Ins gleiche Horn stieß der israelische Außenminister Gideon Saar. »Wir haben heute die Bilder aus Gaza gesehen«, sagte er mit Blick auf die dortige Siegesfreude und das Paradieren von Kämpfern gegenüber CNN. »Die Hamas ist noch immer an der Macht in Gaza«, aber sie dürfe dort »nicht länger die herrschende Macht sein«. Wie wenig sich Israel an die Waffenruhe gebunden fühlt, unterstreicht auch eine Meldung der Agentur WAFA, nach der israelische Scharfschützen am Montag im Süden des Küstenstreifens zwei Menschen töteten.
Vor der Freilassung der palästinensischen Gefangenen hatte die Hamas am Sonntag nachmittag um 16 Uhr drei israelische Geiseln dem Roten Kreuz in Gaza übergeben. Es handelte sich um Romi Gonen (24), Emily Damari (28) und Doron Steinbrecher (31). Sie waren seit ihrer Entführung während des Hamas-Angriffs am 7. Oktober 2023 in Gaza festgehalten worden. In der Gefangenschaft verlor Damari zwei Finger.
Während sich die westliche Presse vor allem um den Zustand der freigelassenen israelischen Geiseln sorgte, schockierte eine Aufnahme der palästinensischen Politikerin Khalida Dscharrar. Sie war immer wieder von der Besatzungsmacht verfolgt und nach dem 7. Oktober erneut verhaftet worden. Die vergangenen sechs Monate hatte sie in Isolationshaft verbracht. Eine Anklage hat es wie bei Hunderten Palästinensern in israelischen Gefängnissen nicht gegeben. Dscharrar scheint auf dem Video um Jahre gealtert und ist kaum mehr wiederzuerkennen.

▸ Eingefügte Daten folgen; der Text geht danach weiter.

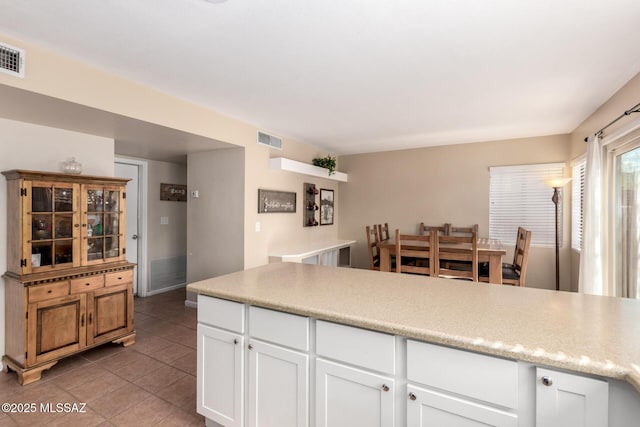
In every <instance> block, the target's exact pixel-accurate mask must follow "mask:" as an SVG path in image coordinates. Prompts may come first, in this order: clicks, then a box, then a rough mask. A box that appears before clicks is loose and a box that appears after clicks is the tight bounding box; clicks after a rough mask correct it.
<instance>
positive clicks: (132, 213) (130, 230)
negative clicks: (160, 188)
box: [115, 163, 140, 295]
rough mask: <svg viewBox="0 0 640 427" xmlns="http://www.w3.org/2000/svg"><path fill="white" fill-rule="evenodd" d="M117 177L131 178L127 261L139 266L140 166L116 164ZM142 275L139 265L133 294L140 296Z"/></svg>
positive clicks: (127, 197)
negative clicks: (138, 263) (139, 203)
mask: <svg viewBox="0 0 640 427" xmlns="http://www.w3.org/2000/svg"><path fill="white" fill-rule="evenodd" d="M115 175H116V176H117V177H118V178H129V179H130V181H129V182H128V183H127V199H126V207H127V213H126V218H125V221H126V242H125V244H126V248H127V254H126V255H127V261H129V262H133V263H135V264H138V245H139V242H140V240H139V239H138V238H139V234H138V228H139V225H140V224H139V223H138V200H139V195H140V182H139V181H140V180H139V176H140V166H138V165H135V164H129V163H116V164H115ZM139 275H140V266H139V265H138V266H137V267H136V269H135V274H134V275H133V293H134V295H137V294H138V276H139Z"/></svg>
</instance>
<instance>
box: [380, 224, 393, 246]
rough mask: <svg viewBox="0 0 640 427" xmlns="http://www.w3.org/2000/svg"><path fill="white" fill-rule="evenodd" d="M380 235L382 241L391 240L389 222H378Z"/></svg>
mask: <svg viewBox="0 0 640 427" xmlns="http://www.w3.org/2000/svg"><path fill="white" fill-rule="evenodd" d="M378 237H379V238H380V241H382V242H384V241H386V240H389V238H390V235H389V223H386V222H385V223H384V225H382V224H378Z"/></svg>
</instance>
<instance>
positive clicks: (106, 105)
mask: <svg viewBox="0 0 640 427" xmlns="http://www.w3.org/2000/svg"><path fill="white" fill-rule="evenodd" d="M0 40H2V41H5V42H7V43H9V44H11V45H13V46H17V47H20V48H23V49H25V51H26V58H27V67H26V76H25V78H24V79H19V78H14V77H10V76H7V75H3V74H0V84H6V85H8V86H12V87H16V88H20V89H25V90H28V91H32V92H35V93H38V94H43V95H48V96H53V97H56V98H59V99H62V100H66V101H70V102H75V103H78V104H81V105H86V106H89V107H93V108H97V109H101V110H105V111H109V112H113V113H117V114H121V115H125V116H128V117H132V118H135V119H139V120H144V121H146V122H149V123H155V124H160V125H163V126H167V127H171V128H174V129H178V130H183V131H186V132H190V133H194V134H197V135H201V136H204V137H208V138H211V139H215V140H218V141H223V142H227V143H230V144H233V145H236V146H240V147H246V149H245V164H244V169H245V171H246V174H245V179H244V197H245V200H244V205H245V216H244V242H243V245H244V248H245V249H244V261H243V262H244V267H245V268H249V267H254V266H257V265H261V264H265V263H267V262H268V253H269V250H270V248H274V247H280V246H283V245H286V244H287V243H288V242H291V241H300V240H302V241H314V240H318V239H327V238H335V237H337V220H336V225H334V226H326V227H315V228H314V229H304V228H303V227H302V211H301V204H300V202H298V212H297V213H296V214H295V215H290V216H284V214H271V215H267V214H258V213H257V197H258V195H257V191H258V188H269V189H277V190H278V189H279V190H289V191H296V192H297V193H298V197H299V198H300V192H301V191H302V183H303V182H307V181H309V179H308V178H305V177H304V176H303V175H299V174H295V173H289V172H281V171H273V170H270V169H269V167H268V160H269V157H277V156H286V157H289V158H293V159H296V160H301V161H306V162H310V161H311V159H312V158H313V157H314V156H316V155H324V154H326V153H322V152H321V151H320V150H318V149H317V148H315V147H313V146H310V145H306V144H304V143H301V142H297V141H293V140H291V139H288V138H286V136H284V135H281V136H283V137H284V143H283V145H284V149H283V150H282V151H279V150H275V149H270V148H268V147H264V146H259V145H258V144H257V143H256V132H257V128H256V127H255V126H252V125H250V124H247V123H243V122H241V121H238V120H235V119H232V118H229V117H226V116H224V115H222V114H219V113H217V112H215V111H212V110H210V109H207V108H205V107H202V106H199V105H195V104H192V103H189V102H186V101H184V100H181V99H179V98H176V97H173V96H170V95H167V94H163V93H161V92H158V91H155V90H153V89H150V88H148V87H145V86H142V85H139V84H136V83H133V82H131V81H128V80H125V79H122V78H119V77H117V76H114V75H111V74H109V73H106V72H104V71H101V70H98V69H95V68H92V67H90V66H87V65H85V64H82V63H79V62H77V61H74V60H72V59H69V58H65V57H62V56H59V55H56V54H54V53H51V52H48V51H46V50H44V49H41V48H39V47H38V46H34V45H30V44H28V43H24V42H21V41H19V40H15V39H12V38H10V37H8V36H3V35H2V34H0ZM309 182H314V183H316V184H317V185H318V186H323V187H324V188H337V185H335V183H334V182H333V181H329V180H324V179H316V178H312V179H311V181H309ZM336 197H338V195H337V194H336ZM337 209H339V208H338V206H336V214H337ZM336 218H337V216H336ZM257 221H260V222H262V223H263V224H262V225H263V226H262V231H261V232H256V231H255V223H256V222H257Z"/></svg>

Zwischen der Hamas und Israel sind nun weitere Freilassungen vereinbart. Insgesamt sollen während der auf sechs Wochen angelegten Feuerpause 33 israelische gegen 1.904 palästinensische Gefangene ausgetauscht werden. Organisationen wie die israelisch-palästinensische Bewegung »Standing Together« begrüßen die Feuerpause, fordern jedoch eine dauerhafte Friedenslösung und einen kompletten Geiselaustausch.